I don't understand it either.  I much prefer to see skin than a tattoo.  My daughter got a giant tattoo that covers her entire back.  It is a picture of a mama bear and baby bear in the forest.  I can't even imagine what she is thinking.  

Anyway... the only way I know to check out places is by word of mouth and to see pictures of their work.  No doubt, your daughter knows where other friends have gotten tattoos so maybe she can do the research for you.

Deb


----------



## Timeshare Von (Apr 19, 2009)

Generally speaking, word of mouth based on body art you've seen and like is the best way to get a referal.  My first tat was done in Key West and was more on a lark.  Nothing extravagent and I didn't really give it much thought.

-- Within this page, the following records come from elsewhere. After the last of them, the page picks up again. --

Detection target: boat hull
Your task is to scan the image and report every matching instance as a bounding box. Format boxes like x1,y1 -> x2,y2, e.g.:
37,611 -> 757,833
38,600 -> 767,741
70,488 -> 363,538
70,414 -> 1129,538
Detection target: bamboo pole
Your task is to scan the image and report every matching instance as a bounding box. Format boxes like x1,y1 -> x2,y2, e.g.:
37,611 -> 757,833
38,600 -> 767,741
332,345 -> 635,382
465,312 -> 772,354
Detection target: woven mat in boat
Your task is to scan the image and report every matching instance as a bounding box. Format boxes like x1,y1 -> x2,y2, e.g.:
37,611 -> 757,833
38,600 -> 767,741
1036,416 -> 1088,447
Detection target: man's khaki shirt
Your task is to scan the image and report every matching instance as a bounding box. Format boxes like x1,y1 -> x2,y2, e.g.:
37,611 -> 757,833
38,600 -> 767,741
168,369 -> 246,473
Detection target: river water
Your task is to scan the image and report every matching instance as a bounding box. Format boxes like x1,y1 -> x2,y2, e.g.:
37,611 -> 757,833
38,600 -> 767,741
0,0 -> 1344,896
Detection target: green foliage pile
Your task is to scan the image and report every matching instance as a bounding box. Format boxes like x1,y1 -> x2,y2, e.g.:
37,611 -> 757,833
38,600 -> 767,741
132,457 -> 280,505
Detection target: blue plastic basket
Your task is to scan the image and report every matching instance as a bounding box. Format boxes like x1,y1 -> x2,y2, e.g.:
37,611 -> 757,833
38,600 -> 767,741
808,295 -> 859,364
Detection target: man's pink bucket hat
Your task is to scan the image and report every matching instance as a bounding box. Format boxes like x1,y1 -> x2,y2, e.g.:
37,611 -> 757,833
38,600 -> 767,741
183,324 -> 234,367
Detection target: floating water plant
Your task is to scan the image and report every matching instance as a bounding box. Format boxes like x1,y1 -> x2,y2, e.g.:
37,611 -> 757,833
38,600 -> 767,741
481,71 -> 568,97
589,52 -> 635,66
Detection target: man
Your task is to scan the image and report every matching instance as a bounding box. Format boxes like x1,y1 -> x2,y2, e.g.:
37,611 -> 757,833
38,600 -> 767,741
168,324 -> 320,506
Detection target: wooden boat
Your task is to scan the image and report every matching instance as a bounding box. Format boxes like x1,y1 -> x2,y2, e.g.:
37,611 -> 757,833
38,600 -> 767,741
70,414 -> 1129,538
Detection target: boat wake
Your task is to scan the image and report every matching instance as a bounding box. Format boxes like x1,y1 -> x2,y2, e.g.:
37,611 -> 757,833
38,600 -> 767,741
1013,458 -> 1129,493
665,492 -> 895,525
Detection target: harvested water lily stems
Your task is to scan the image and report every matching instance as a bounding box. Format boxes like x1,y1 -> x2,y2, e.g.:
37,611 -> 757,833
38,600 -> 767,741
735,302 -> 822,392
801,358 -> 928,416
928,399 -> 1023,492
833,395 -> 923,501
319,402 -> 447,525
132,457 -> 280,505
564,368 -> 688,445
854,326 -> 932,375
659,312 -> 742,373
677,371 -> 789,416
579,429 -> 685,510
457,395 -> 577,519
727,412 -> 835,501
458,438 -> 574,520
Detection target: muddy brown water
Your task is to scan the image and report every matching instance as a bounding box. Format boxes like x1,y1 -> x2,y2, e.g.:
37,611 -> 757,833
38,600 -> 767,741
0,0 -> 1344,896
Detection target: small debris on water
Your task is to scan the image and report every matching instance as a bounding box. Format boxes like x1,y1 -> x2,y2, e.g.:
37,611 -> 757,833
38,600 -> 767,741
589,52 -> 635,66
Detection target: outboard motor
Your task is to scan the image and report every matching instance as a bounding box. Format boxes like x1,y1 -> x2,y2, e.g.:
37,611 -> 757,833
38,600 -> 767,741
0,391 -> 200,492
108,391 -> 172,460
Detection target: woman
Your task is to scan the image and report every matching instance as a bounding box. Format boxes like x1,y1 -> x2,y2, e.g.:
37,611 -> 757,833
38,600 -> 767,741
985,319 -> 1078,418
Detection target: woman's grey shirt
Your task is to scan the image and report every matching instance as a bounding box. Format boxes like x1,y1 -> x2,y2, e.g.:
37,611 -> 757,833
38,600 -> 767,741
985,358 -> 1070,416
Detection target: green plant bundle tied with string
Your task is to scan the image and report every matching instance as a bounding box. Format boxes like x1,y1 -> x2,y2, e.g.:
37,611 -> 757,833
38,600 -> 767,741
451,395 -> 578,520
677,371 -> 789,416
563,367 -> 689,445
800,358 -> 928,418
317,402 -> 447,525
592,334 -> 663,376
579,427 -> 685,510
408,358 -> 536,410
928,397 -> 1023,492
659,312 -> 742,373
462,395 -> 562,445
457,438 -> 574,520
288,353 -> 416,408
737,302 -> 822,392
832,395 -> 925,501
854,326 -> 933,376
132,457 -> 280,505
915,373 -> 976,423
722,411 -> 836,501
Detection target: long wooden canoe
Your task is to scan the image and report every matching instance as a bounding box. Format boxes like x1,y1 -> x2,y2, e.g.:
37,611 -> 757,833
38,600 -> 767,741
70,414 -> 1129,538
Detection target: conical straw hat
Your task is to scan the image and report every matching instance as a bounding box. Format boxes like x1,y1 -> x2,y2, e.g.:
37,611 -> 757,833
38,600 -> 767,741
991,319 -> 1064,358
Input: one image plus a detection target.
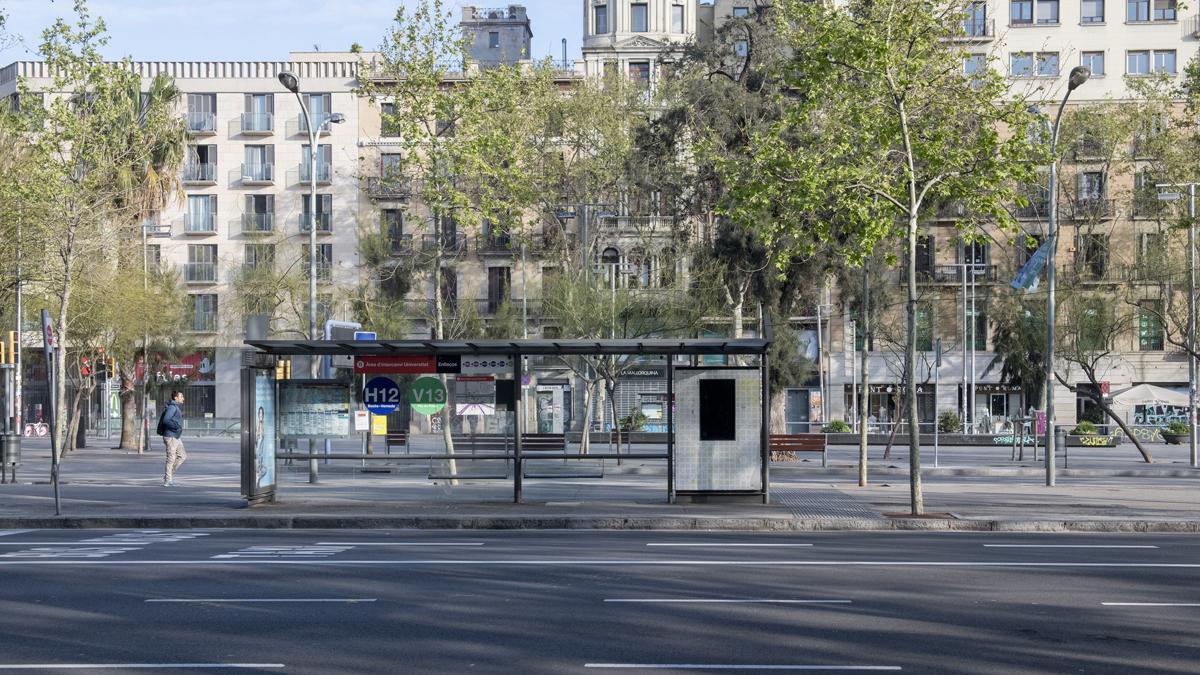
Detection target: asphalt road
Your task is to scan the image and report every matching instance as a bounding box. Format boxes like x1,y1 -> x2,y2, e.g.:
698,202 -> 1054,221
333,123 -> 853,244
0,530 -> 1200,673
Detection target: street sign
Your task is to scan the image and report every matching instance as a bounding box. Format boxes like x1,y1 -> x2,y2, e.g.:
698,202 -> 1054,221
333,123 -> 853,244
354,356 -> 437,375
408,377 -> 446,414
362,377 -> 400,414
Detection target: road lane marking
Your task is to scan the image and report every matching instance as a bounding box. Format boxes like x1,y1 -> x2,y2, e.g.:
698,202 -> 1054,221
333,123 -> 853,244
0,556 -> 1200,569
583,663 -> 901,670
146,598 -> 376,603
0,663 -> 284,670
646,542 -> 812,549
984,544 -> 1158,549
604,598 -> 851,604
317,542 -> 484,546
1100,603 -> 1200,607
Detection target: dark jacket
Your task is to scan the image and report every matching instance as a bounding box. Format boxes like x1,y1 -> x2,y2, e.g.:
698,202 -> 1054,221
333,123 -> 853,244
158,401 -> 184,438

The second one, however,  knew what I wanted and was a bit more into the planning of it while "living" in the Ft Myers area for a couple of months while between jobs.  The trainer who was working with me had some beautiful and very colorful tats.  I asked him and then went to meet the artist.  I worked with her over a couple of weekends to do the design I wanted.  (I didn't want a catalogue piece and knew very specifically the colors I wanted.)

I was very happy with how it turned out, and nearly nine years later it still look very good (bright) due to a religious use of sunblock (SPF 50 - bullfrog) whenever my upper back/shoulder is exposed to sun.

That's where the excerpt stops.